How to transform a csv to combine matching rows?
- by Christian Wolf
I have a CSV file with some transaction data. Let's say date, volume, price and direction (sell/buy). Additionally there is a ID for each transaction and on each closing transaction (the newer one) there is a reference to the corresponding transaction. Classical database referencing.
Now I want to do some statistics and draw some plots. This could be done via Octave, LaTeX/TikZ, Gnuplot or whatever. To do this I need both buy and sell price in one row. My thought was to preprocess the CSV to get another CSV containing the needed information and then to do the statistics.
In the end I'd like to have a solution based on scripts and not on a spreadsheet as data might change often (exported from online DB).
My actual solution (see http://paste.ubuntu.com/6262822/ ) is a bash script that parses the CSV line by line and checks if there exists a corresponding transaction. If found, a new row is written to the destination CSV. If not a warning is printed.

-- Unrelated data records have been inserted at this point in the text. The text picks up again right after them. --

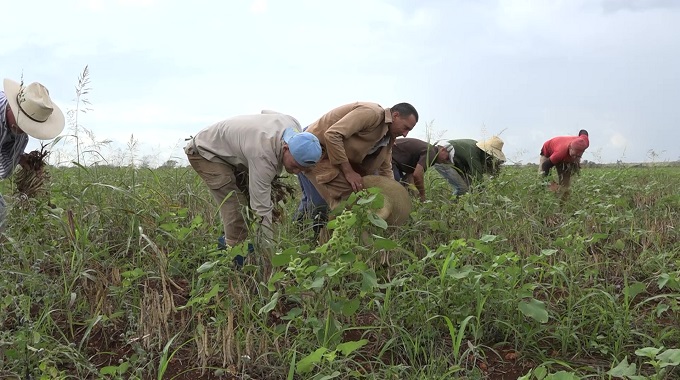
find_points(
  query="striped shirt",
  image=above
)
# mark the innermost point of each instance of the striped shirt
(11, 145)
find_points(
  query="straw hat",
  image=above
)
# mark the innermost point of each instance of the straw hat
(493, 146)
(32, 107)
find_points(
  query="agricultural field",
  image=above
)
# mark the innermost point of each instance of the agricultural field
(115, 274)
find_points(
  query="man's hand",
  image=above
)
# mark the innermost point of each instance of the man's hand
(23, 161)
(352, 177)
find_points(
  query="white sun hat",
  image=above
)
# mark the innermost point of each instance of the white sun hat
(33, 109)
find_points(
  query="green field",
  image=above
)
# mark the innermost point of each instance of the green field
(122, 279)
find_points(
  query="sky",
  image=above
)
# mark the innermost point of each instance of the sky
(528, 70)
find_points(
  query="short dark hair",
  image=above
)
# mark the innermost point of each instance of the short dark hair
(405, 110)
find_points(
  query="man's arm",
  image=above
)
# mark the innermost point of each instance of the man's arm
(385, 168)
(360, 118)
(10, 154)
(260, 177)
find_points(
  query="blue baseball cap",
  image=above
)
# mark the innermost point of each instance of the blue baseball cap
(304, 147)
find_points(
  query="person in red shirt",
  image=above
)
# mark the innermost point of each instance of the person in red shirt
(564, 153)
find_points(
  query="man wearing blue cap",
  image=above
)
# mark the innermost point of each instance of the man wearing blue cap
(243, 155)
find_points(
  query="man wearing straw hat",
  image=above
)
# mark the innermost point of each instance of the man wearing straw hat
(471, 160)
(24, 111)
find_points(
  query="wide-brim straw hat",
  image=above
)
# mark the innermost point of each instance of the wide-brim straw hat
(493, 146)
(33, 109)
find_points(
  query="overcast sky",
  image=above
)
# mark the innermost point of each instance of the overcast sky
(161, 70)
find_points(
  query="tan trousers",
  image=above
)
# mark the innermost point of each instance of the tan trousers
(228, 187)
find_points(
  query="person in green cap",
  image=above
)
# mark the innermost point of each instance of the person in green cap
(470, 161)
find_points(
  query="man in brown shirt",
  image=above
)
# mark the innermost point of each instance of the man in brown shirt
(242, 155)
(357, 140)
(412, 157)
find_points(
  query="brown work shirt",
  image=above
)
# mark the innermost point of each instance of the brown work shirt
(351, 133)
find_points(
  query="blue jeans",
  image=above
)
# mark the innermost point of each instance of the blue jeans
(238, 260)
(312, 205)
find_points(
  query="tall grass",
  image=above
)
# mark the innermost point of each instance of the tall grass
(122, 273)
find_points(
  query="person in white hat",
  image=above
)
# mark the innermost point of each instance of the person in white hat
(471, 160)
(24, 111)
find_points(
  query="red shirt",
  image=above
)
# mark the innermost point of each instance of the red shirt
(557, 149)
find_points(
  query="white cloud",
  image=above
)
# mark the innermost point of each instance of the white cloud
(258, 6)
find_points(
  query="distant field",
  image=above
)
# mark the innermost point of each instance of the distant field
(120, 278)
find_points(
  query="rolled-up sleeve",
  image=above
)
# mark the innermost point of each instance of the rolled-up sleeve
(362, 117)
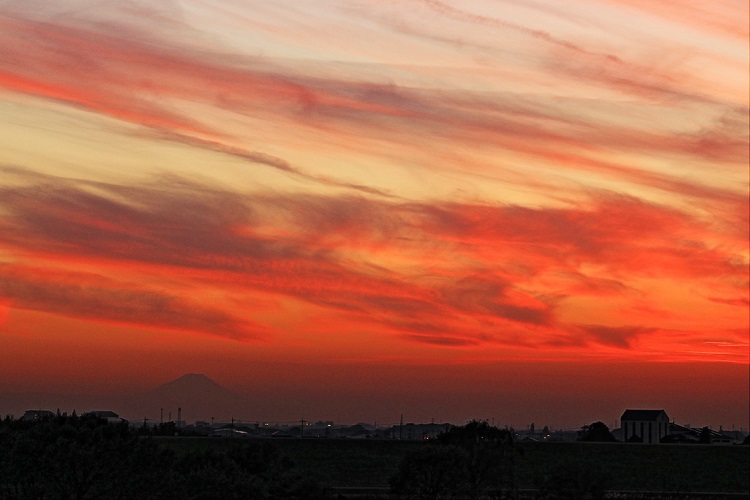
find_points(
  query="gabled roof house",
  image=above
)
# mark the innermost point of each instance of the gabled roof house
(644, 426)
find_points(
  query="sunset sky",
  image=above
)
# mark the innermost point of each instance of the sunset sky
(530, 211)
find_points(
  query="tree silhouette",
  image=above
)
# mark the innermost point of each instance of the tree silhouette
(596, 432)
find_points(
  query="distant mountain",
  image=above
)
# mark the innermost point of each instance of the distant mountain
(199, 397)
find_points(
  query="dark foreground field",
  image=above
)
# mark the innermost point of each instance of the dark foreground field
(362, 464)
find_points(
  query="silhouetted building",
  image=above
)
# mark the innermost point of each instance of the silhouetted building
(37, 415)
(645, 426)
(107, 415)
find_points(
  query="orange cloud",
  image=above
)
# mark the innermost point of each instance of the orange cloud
(499, 274)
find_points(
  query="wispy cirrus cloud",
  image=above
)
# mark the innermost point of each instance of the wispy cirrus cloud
(492, 275)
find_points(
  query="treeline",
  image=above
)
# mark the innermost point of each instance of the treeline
(478, 460)
(77, 457)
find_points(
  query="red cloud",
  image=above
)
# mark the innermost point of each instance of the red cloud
(497, 274)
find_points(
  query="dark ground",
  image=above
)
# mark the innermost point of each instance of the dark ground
(369, 463)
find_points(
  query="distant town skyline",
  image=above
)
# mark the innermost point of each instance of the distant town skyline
(345, 210)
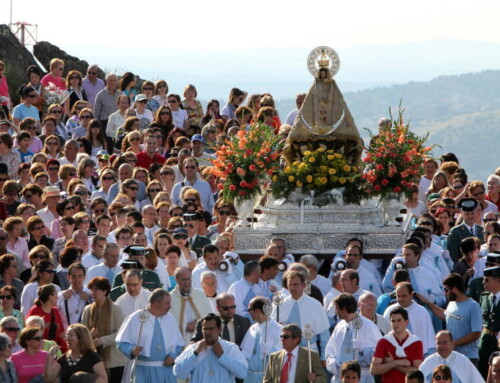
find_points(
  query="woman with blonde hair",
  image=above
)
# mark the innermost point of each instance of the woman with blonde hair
(191, 105)
(132, 142)
(80, 357)
(52, 147)
(103, 318)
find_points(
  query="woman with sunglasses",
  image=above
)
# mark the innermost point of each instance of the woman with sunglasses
(65, 208)
(161, 91)
(44, 275)
(74, 91)
(132, 142)
(30, 361)
(8, 297)
(74, 121)
(85, 116)
(131, 124)
(56, 111)
(8, 276)
(15, 242)
(45, 306)
(129, 188)
(52, 147)
(36, 255)
(107, 179)
(7, 369)
(36, 230)
(96, 138)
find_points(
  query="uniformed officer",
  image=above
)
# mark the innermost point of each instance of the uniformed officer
(476, 288)
(150, 279)
(490, 307)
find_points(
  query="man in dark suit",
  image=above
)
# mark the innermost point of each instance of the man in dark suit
(234, 326)
(467, 229)
(292, 363)
(196, 242)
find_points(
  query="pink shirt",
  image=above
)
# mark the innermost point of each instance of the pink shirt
(28, 366)
(59, 82)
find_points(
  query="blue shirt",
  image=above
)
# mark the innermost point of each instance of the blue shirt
(462, 318)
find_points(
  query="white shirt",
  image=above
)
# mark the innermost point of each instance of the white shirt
(293, 368)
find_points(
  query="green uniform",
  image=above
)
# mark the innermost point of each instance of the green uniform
(488, 342)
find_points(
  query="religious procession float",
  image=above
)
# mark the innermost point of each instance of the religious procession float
(320, 184)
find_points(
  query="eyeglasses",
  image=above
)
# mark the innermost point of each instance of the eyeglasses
(439, 377)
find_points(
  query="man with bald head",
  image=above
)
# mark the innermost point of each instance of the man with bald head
(124, 173)
(105, 104)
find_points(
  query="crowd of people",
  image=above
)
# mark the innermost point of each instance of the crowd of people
(117, 258)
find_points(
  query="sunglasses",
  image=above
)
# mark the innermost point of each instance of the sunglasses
(439, 377)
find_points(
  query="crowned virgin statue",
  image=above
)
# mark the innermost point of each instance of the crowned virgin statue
(324, 119)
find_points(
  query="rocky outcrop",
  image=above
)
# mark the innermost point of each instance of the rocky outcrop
(16, 58)
(45, 52)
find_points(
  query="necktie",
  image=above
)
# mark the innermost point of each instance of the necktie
(110, 276)
(286, 368)
(225, 331)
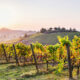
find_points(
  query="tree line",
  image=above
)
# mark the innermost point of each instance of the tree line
(62, 53)
(57, 29)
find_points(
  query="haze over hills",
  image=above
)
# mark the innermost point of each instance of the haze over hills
(8, 34)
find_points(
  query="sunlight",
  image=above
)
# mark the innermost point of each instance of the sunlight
(7, 15)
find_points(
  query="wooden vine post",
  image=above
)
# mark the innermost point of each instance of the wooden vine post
(34, 58)
(4, 53)
(69, 61)
(17, 62)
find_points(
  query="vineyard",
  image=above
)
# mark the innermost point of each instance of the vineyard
(63, 55)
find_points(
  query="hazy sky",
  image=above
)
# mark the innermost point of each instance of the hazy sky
(35, 14)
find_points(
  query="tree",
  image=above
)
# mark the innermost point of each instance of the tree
(43, 30)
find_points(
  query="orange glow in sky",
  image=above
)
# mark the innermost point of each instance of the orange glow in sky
(35, 14)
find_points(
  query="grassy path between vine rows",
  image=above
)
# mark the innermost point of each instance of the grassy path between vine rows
(28, 72)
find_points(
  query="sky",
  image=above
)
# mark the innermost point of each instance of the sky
(35, 14)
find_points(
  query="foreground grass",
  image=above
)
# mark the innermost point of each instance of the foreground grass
(28, 72)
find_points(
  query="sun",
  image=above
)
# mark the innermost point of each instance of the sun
(7, 15)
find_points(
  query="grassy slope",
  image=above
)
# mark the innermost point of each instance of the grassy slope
(7, 73)
(50, 38)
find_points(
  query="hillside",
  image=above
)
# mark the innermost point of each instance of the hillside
(48, 38)
(8, 34)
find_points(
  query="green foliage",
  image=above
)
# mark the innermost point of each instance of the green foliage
(64, 41)
(60, 67)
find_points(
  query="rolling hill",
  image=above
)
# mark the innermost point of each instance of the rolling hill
(48, 38)
(8, 34)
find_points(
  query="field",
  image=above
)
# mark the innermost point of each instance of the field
(49, 38)
(28, 72)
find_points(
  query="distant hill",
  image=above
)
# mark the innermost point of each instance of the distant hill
(50, 38)
(8, 34)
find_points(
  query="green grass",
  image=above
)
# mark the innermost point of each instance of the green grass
(29, 72)
(50, 38)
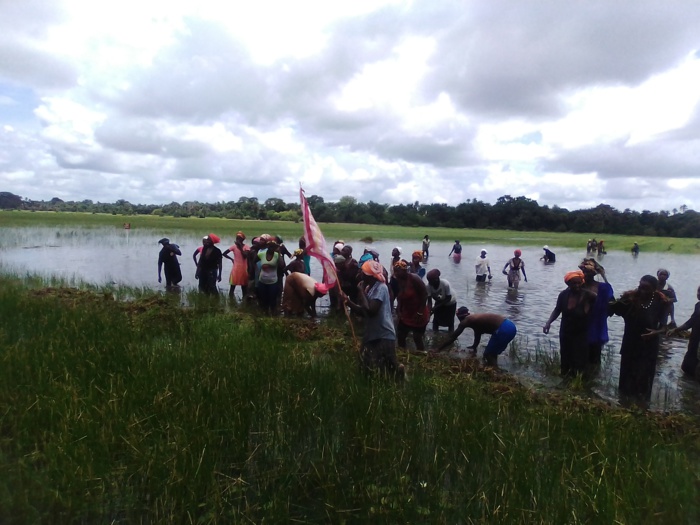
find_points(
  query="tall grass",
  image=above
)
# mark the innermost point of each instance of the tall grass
(145, 412)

The bad news: For each row in the source file I have to read the whole file a few times. This causes long running times of 10sec for 300 lines. As the line number might rise soon (10k lines), this is not perfect.
I am aware, that there are many shells to be opened in the script which might cause the performance problems.
Now my questions:
Is bash/awk/sed/.... a good way to do things?
Should I first import all data into a "real" local database to use SQL?
Is there an easy way to achieve the desired results?